Microsoft has confirmed that the April 2026 security update for Windows 11, KB5083769Released on April 14, is causing some devices to boot directly into the BitLocker recovery screen instead of the desktop. Affected users must enter their BitLocker recovery key before the system can start normally.
Microsoft says this is a one-time issue and future restarts after entering the key should proceed normally. The issue appears to only affect devices with a specific combination of BitLocker and Secure Boot settings, and most users who installed the update are not affected.
what triggers the problem
A BitLocker recovery prompt appears on the device when several conditions are met:
- BitLocker operating system is enabled on the drive, include PCR7 in the verification profile in the Group Policy setting to configure the TPM platform verification profile
- System information shows “Secure Boot State PCR7 Binding” as “Not Possible”. Additionally, the UEFI CA 2023 certificate must be present in the Secure Boot signature database, and the device must not already be running a 2023-signed Windows Boot Manager.
Microsoft considers this a “not recommended” BitLocker configuration that could trigger this behavior.
How to recover if your PC boots up BitLocker Recovery
Users already at the BitLocker recovery screen need their recovery key to continue. They can find the key in their Microsoft account on a different device by matching the PC name and key ID shown on the recovery screen.

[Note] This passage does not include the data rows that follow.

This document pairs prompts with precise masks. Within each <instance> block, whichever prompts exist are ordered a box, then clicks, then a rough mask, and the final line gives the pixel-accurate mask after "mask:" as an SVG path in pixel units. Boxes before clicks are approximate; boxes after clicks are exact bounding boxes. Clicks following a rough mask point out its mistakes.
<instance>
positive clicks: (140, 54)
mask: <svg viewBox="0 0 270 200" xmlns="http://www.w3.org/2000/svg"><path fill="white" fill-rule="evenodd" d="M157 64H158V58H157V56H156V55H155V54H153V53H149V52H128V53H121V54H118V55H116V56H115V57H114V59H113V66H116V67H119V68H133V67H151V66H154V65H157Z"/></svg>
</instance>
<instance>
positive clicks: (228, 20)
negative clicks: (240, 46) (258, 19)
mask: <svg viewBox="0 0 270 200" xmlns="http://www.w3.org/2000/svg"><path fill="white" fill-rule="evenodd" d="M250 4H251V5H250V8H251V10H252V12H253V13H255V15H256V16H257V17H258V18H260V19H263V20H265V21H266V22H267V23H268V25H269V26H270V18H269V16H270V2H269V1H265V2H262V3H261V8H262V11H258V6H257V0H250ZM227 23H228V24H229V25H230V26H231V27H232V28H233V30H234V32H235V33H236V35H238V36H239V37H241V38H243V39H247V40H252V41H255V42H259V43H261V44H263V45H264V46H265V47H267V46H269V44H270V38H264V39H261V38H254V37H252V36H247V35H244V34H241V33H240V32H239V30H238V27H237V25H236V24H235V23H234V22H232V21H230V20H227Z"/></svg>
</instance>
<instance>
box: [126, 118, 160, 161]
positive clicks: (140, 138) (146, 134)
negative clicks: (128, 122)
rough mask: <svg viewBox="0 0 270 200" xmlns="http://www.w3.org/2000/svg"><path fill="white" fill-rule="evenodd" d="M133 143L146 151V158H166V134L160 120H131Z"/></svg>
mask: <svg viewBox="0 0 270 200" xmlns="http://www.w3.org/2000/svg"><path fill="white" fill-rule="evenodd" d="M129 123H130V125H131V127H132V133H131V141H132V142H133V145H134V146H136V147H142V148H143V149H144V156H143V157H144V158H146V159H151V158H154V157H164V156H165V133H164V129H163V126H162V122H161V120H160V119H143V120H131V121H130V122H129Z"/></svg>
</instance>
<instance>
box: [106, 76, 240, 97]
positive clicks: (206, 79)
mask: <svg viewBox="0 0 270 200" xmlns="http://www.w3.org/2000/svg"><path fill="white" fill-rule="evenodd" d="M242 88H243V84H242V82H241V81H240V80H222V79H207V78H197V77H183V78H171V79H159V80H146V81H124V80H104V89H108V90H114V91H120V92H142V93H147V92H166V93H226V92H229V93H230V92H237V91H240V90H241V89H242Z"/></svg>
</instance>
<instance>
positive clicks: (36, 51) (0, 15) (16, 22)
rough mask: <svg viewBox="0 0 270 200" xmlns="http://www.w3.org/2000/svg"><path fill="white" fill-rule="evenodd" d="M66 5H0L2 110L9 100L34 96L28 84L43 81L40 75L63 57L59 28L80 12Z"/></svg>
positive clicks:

Once the key is entered and the user clicks “Continue”, the system will boot to the desktop and will not ask for the key again on subsequent restarts.
How to prevent KB5083769 before it installs
Users who have not yet installed KB5083769 and want to avoid the recovery prompt can actively reset Group Policy Configuration. To do this, search for and open the Group Policy Editor. ‘gpedit’ In the Start menu.
Then, navigate to Computer Configuration, Administrative Templates, Windows Components, BitLocker Drive Encryption, Operating System Drive.
Right-click on “Configure TPM Platform Verification Profile for Basic UEFI Firmware Configuration” and select Edit.
Change the setting to Not Configured, then click Apply and OK. Next, open Command Prompt as administrator and run the required commands. manage-bde -protectors -enable C:
This process reassigns BitLocker to the default PCR profile and prevents the recovery screen from appearing after the update is installed.
Business users who cannot modify Group Policy settings can contact Microsoft to rollback updates for known issues, which can undo faulty configurations.